Basic Form of Exponential Equations
- Exponential equations typically have the form ( a^{f(x)} = a^p ), where ( a ) is the base.
- If the bases are the same, set the exponents equal: ( f(x) = p ).
Solving When Bases Are the Same
- Example: ( 3^{3x-2} = 3^4 ) leads to ( 3x - 2 = 4 ); solve for ( x ).
- Substitute the found value of ( x ) back into the original equation to verify.
Making Bases the Same
- If bases differ, express both sides with the same base if possible (e.g., rewrite 8 as ( 2^3 )).
- Apply exponent rules when converting (e.g., ( (a^3)^{1/3} = a^{3 \times 1/3} = a^1 )).
Handling Fractions and Roots in Exponents
- Rewrite numbers like 1000 as ( 10^3 ), or ( 1/243 ) as ( 3^{-5} ).
- For fractional exponents/roots, use exponent rules: ( 1/a^n = a^{-n} ), and ( \sqrt[n]{a} = a^{1/n} ).
Solving Quadratic Equations from Exponents
- If an exponent equation leads to a quadratic (e.g., ( x^2 - 6x + 5 = 0 )), factor to find solutions for ( x ).
Dealing With Equations Equal to 1
- Recall: any base to the zero power is 1, ( a^0 = 1 ).
- Set the exponent equal to 0 and solve for ( x ).
Complex Forms: Division, Roots, and Multiple Steps
- When equations involve division or several exponent rules, simplify step by step to a basic exponential form.

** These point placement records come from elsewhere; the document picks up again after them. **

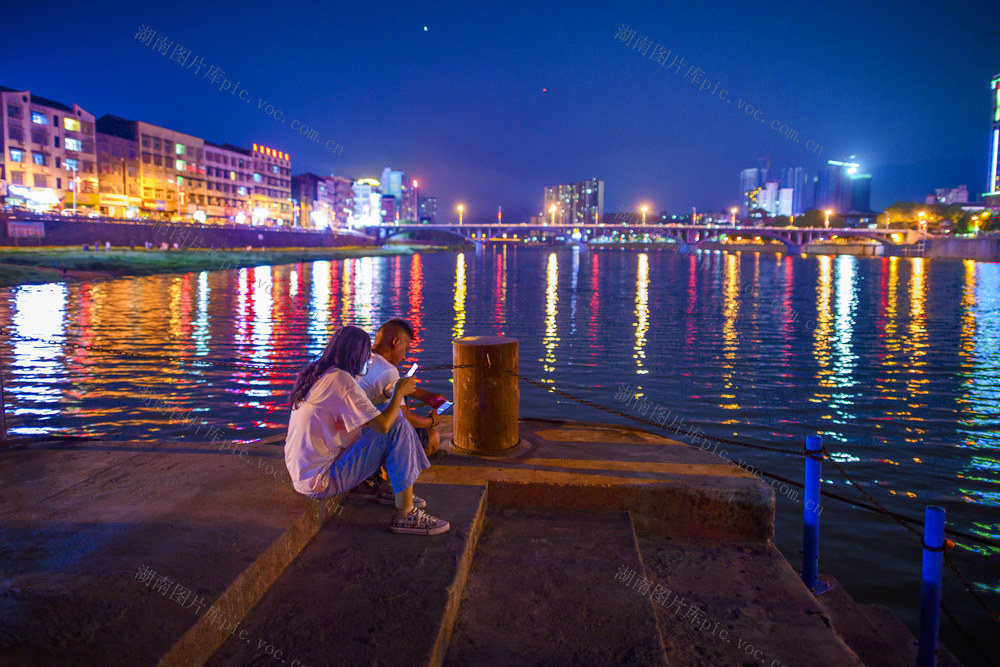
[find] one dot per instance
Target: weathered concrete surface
(80, 520)
(735, 604)
(540, 593)
(361, 595)
(667, 486)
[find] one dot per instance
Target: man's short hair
(396, 323)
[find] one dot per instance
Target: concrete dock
(585, 545)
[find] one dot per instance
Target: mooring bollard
(810, 515)
(486, 398)
(930, 586)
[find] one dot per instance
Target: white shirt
(380, 376)
(324, 424)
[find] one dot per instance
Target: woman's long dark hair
(348, 350)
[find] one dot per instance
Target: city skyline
(466, 106)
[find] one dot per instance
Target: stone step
(362, 595)
(728, 603)
(542, 592)
(857, 630)
(83, 524)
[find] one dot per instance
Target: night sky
(495, 100)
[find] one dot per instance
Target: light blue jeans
(398, 450)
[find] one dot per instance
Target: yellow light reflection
(551, 301)
(845, 361)
(917, 335)
(641, 312)
(459, 330)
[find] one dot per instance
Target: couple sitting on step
(338, 439)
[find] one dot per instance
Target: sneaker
(419, 522)
(389, 498)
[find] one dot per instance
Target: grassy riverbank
(29, 266)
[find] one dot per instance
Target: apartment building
(47, 151)
(229, 182)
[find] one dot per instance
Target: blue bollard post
(810, 514)
(930, 586)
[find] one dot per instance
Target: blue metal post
(930, 586)
(810, 514)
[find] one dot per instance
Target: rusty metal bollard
(487, 400)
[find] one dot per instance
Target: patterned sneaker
(389, 498)
(419, 522)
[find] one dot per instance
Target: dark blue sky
(461, 107)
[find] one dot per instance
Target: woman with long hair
(337, 438)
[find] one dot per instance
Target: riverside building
(271, 199)
(228, 181)
(171, 168)
(575, 203)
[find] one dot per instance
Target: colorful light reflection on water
(895, 361)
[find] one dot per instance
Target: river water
(894, 361)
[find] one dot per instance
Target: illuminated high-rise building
(751, 182)
(428, 209)
(575, 203)
(833, 186)
(993, 178)
(797, 179)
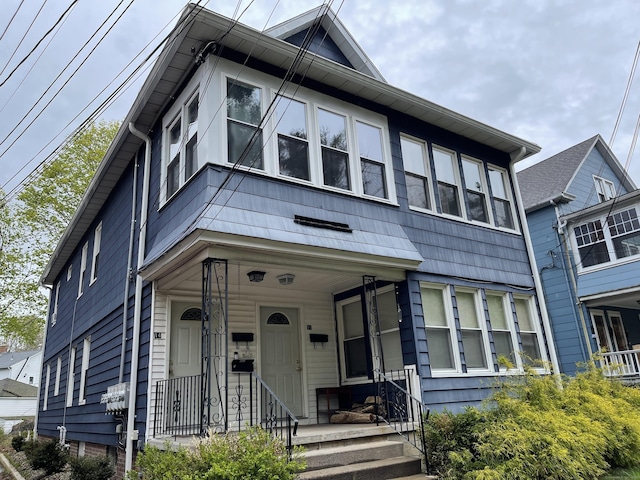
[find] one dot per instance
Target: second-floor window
(181, 145)
(604, 188)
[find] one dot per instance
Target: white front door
(186, 340)
(281, 366)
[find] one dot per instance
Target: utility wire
(15, 50)
(39, 42)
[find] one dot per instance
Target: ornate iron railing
(625, 363)
(178, 409)
(401, 409)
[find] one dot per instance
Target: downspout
(569, 275)
(536, 277)
(129, 273)
(135, 347)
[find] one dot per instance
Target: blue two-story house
(582, 213)
(274, 214)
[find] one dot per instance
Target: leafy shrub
(17, 443)
(48, 456)
(91, 468)
(251, 454)
(540, 427)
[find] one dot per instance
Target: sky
(553, 72)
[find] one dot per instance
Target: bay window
(475, 183)
(416, 166)
(293, 143)
(334, 146)
(447, 175)
(181, 148)
(501, 198)
(371, 160)
(244, 117)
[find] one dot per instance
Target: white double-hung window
(181, 141)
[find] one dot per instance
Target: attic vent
(317, 223)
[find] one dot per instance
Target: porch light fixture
(255, 276)
(286, 279)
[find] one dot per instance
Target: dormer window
(181, 145)
(604, 188)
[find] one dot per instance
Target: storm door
(281, 366)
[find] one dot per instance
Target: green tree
(32, 225)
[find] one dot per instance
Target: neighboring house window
(604, 188)
(448, 178)
(46, 388)
(501, 198)
(624, 229)
(56, 385)
(502, 327)
(416, 166)
(472, 330)
(244, 117)
(440, 330)
(181, 148)
(371, 160)
(96, 252)
(353, 348)
(334, 146)
(476, 188)
(83, 268)
(528, 332)
(293, 140)
(353, 345)
(54, 314)
(71, 377)
(86, 348)
(592, 246)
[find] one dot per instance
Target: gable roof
(197, 28)
(335, 32)
(13, 388)
(549, 179)
(9, 359)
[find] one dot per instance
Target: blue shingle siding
(321, 44)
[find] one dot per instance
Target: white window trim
(605, 189)
(424, 147)
(54, 314)
(56, 385)
(71, 376)
(83, 269)
(97, 239)
(86, 350)
(484, 185)
(508, 191)
(179, 109)
(451, 327)
(458, 184)
(482, 327)
(533, 315)
(46, 388)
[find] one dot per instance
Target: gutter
(135, 346)
(516, 157)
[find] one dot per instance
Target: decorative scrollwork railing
(402, 410)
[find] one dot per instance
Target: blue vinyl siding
(96, 313)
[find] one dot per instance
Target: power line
(39, 42)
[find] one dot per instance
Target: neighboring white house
(23, 367)
(17, 403)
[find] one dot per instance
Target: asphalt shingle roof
(549, 178)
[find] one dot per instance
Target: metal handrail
(402, 411)
(274, 416)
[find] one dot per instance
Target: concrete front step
(357, 453)
(384, 469)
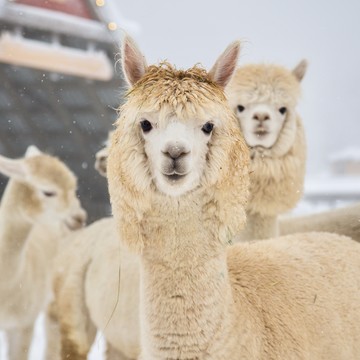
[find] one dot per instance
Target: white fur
(33, 223)
(182, 137)
(257, 131)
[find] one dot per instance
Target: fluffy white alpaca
(39, 206)
(121, 331)
(264, 99)
(178, 180)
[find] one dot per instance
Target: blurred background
(60, 84)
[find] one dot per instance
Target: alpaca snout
(175, 151)
(261, 116)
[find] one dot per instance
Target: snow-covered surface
(351, 153)
(38, 344)
(327, 184)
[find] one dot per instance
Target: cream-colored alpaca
(178, 179)
(264, 98)
(89, 306)
(39, 206)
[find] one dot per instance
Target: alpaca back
(300, 295)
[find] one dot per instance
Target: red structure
(78, 8)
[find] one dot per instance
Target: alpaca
(84, 302)
(264, 99)
(101, 157)
(343, 221)
(178, 173)
(39, 203)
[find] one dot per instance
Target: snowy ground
(323, 187)
(38, 345)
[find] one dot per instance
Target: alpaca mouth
(174, 176)
(261, 132)
(74, 224)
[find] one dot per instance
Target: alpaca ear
(32, 150)
(300, 69)
(15, 169)
(225, 65)
(133, 62)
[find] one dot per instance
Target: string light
(112, 26)
(100, 2)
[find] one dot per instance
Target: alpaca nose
(79, 219)
(261, 116)
(175, 151)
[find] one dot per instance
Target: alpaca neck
(259, 227)
(14, 230)
(186, 294)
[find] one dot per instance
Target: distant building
(59, 87)
(346, 162)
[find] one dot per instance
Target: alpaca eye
(49, 193)
(145, 126)
(282, 110)
(207, 128)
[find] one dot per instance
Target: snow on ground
(38, 344)
(343, 189)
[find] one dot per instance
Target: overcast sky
(327, 33)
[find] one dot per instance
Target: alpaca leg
(19, 342)
(53, 337)
(113, 354)
(76, 349)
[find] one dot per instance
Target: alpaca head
(176, 135)
(46, 189)
(264, 98)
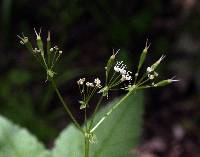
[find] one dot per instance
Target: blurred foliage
(117, 133)
(87, 32)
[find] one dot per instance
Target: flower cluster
(46, 59)
(87, 90)
(121, 68)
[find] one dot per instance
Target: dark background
(87, 31)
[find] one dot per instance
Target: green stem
(111, 110)
(95, 111)
(87, 145)
(65, 105)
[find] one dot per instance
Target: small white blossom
(151, 77)
(89, 84)
(97, 81)
(149, 69)
(51, 49)
(155, 74)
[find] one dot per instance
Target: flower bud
(143, 56)
(111, 62)
(165, 82)
(39, 41)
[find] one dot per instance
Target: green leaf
(18, 142)
(116, 137)
(69, 143)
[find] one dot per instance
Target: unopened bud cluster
(47, 57)
(87, 90)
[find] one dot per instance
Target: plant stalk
(65, 106)
(111, 110)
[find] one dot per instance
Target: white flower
(149, 69)
(97, 81)
(51, 50)
(81, 81)
(89, 84)
(151, 77)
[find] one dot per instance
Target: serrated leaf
(116, 137)
(69, 143)
(18, 142)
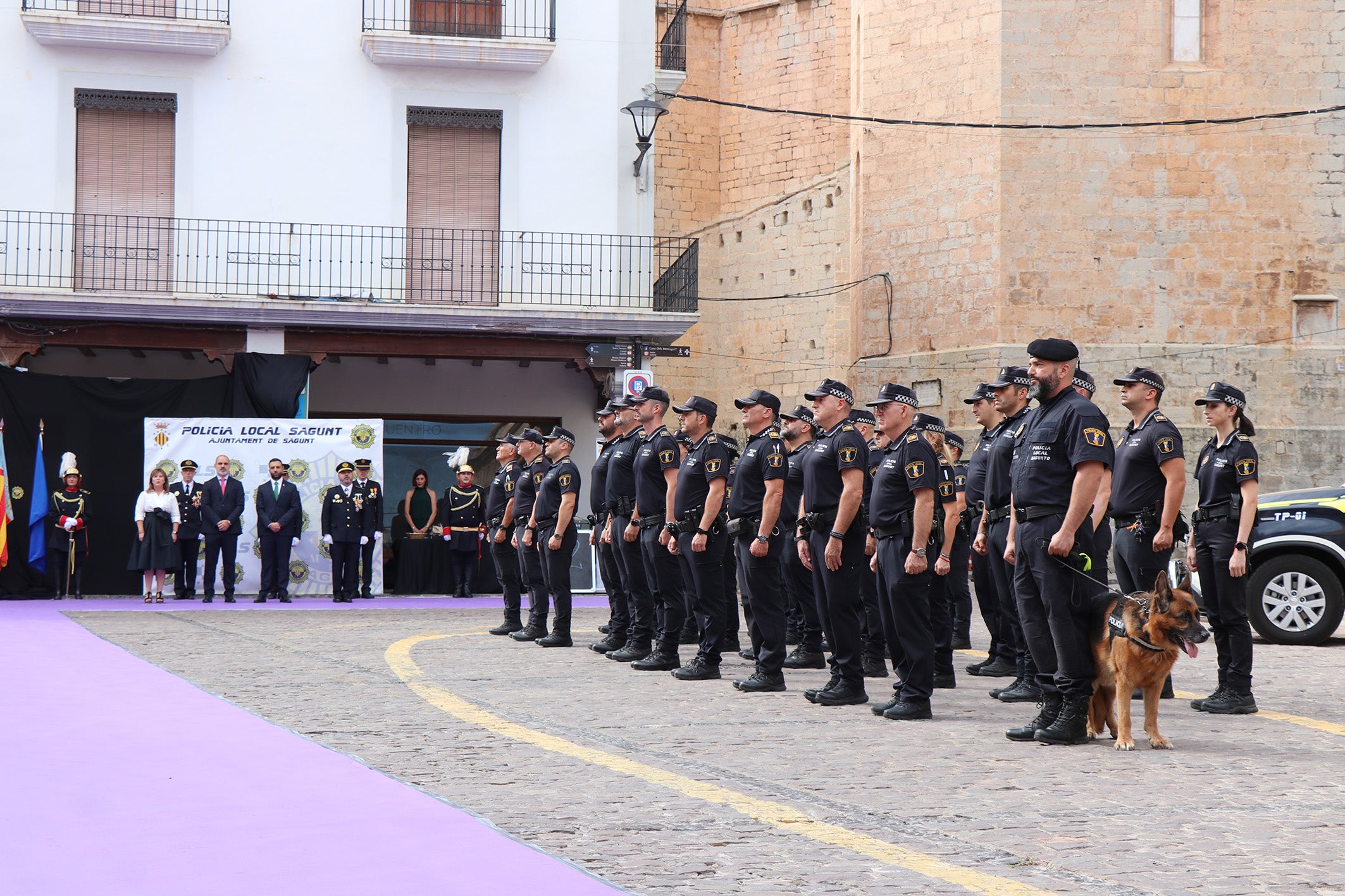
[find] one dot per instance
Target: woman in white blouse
(156, 543)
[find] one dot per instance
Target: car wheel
(1294, 599)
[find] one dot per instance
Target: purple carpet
(121, 778)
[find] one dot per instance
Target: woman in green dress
(420, 504)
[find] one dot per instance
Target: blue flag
(38, 513)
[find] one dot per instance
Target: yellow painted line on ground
(399, 657)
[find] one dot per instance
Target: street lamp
(645, 114)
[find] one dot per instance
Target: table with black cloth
(424, 567)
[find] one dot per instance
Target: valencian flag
(38, 510)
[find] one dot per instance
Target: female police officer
(1227, 477)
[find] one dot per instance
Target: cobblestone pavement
(1243, 805)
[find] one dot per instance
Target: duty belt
(1039, 511)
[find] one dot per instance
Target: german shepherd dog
(1136, 641)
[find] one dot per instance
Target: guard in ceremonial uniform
(189, 532)
(902, 515)
(553, 527)
(373, 493)
(657, 465)
(345, 531)
(1058, 463)
(831, 539)
(758, 539)
(499, 527)
(463, 516)
(529, 554)
(69, 516)
(1227, 476)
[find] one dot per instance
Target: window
(124, 190)
(1187, 37)
(452, 206)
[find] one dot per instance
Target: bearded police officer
(499, 527)
(831, 542)
(1059, 460)
(758, 537)
(902, 516)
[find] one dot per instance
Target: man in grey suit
(278, 511)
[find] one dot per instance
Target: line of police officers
(841, 542)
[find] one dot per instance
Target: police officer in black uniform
(345, 532)
(499, 527)
(553, 525)
(831, 539)
(626, 539)
(1227, 476)
(758, 537)
(902, 516)
(1058, 463)
(655, 469)
(798, 433)
(189, 532)
(698, 536)
(535, 467)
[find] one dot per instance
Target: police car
(1294, 592)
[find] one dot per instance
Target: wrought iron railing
(214, 11)
(671, 51)
(464, 18)
(130, 254)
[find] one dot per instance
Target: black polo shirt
(657, 453)
(500, 489)
(703, 462)
(561, 479)
(908, 463)
(1223, 468)
(1137, 482)
(763, 460)
(841, 448)
(1060, 434)
(1000, 460)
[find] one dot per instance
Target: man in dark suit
(221, 510)
(278, 505)
(345, 531)
(189, 532)
(375, 520)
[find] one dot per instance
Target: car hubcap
(1294, 602)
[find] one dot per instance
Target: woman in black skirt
(156, 543)
(1227, 474)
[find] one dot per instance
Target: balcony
(494, 35)
(190, 27)
(120, 266)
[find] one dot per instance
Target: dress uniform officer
(553, 527)
(758, 537)
(529, 554)
(189, 532)
(831, 537)
(626, 539)
(1010, 396)
(798, 434)
(619, 606)
(655, 469)
(1227, 477)
(69, 516)
(463, 517)
(345, 531)
(902, 516)
(499, 527)
(698, 536)
(1059, 458)
(373, 493)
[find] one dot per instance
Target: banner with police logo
(313, 449)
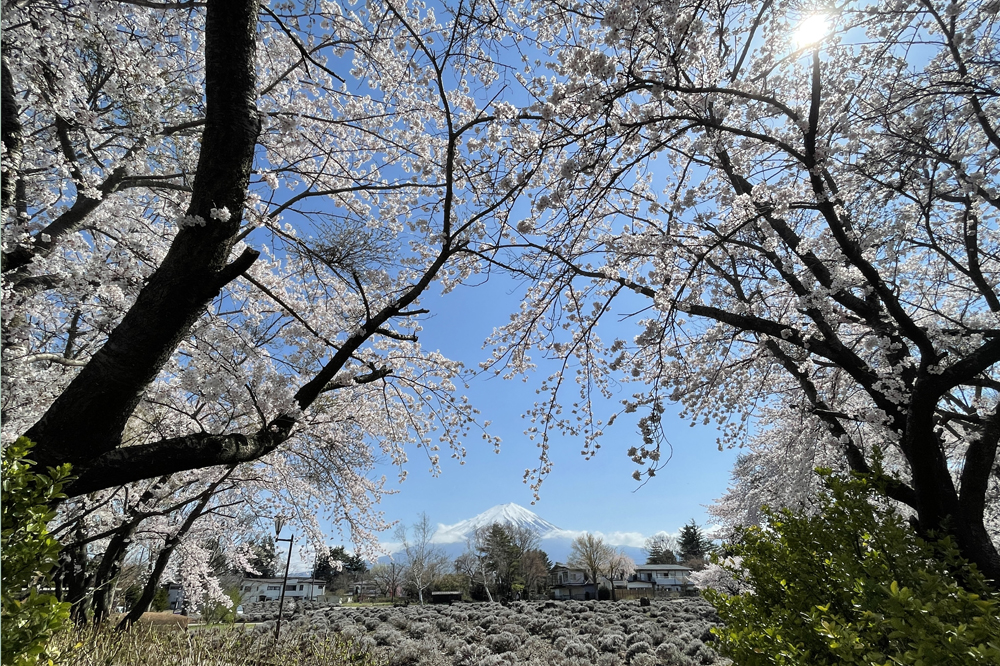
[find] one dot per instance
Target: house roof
(662, 567)
(291, 579)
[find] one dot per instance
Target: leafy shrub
(28, 618)
(854, 585)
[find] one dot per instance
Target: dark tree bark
(88, 418)
(11, 184)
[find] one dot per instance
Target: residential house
(567, 583)
(669, 577)
(269, 589)
(175, 596)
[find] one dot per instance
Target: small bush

- Multiply or divide to isolate the exponent expression.
Key Terms & Definitions
- Exponential Equation — An equation where variables appear as exponents.
- Base — The number being raised to a power in an exponent.
- Exponent Rules — Laws such as ( a^{m}/a^{n} = a^{m-n} ), ( (a^m)^n = a^{m \cdot n} ).
Action Items / Next Steps
- Practice solving exponential equations with both same and different bases.
- Review and apply exponent rules for simplifying complex equations.
- Factor quadratic equations as needed when solving for ( x ).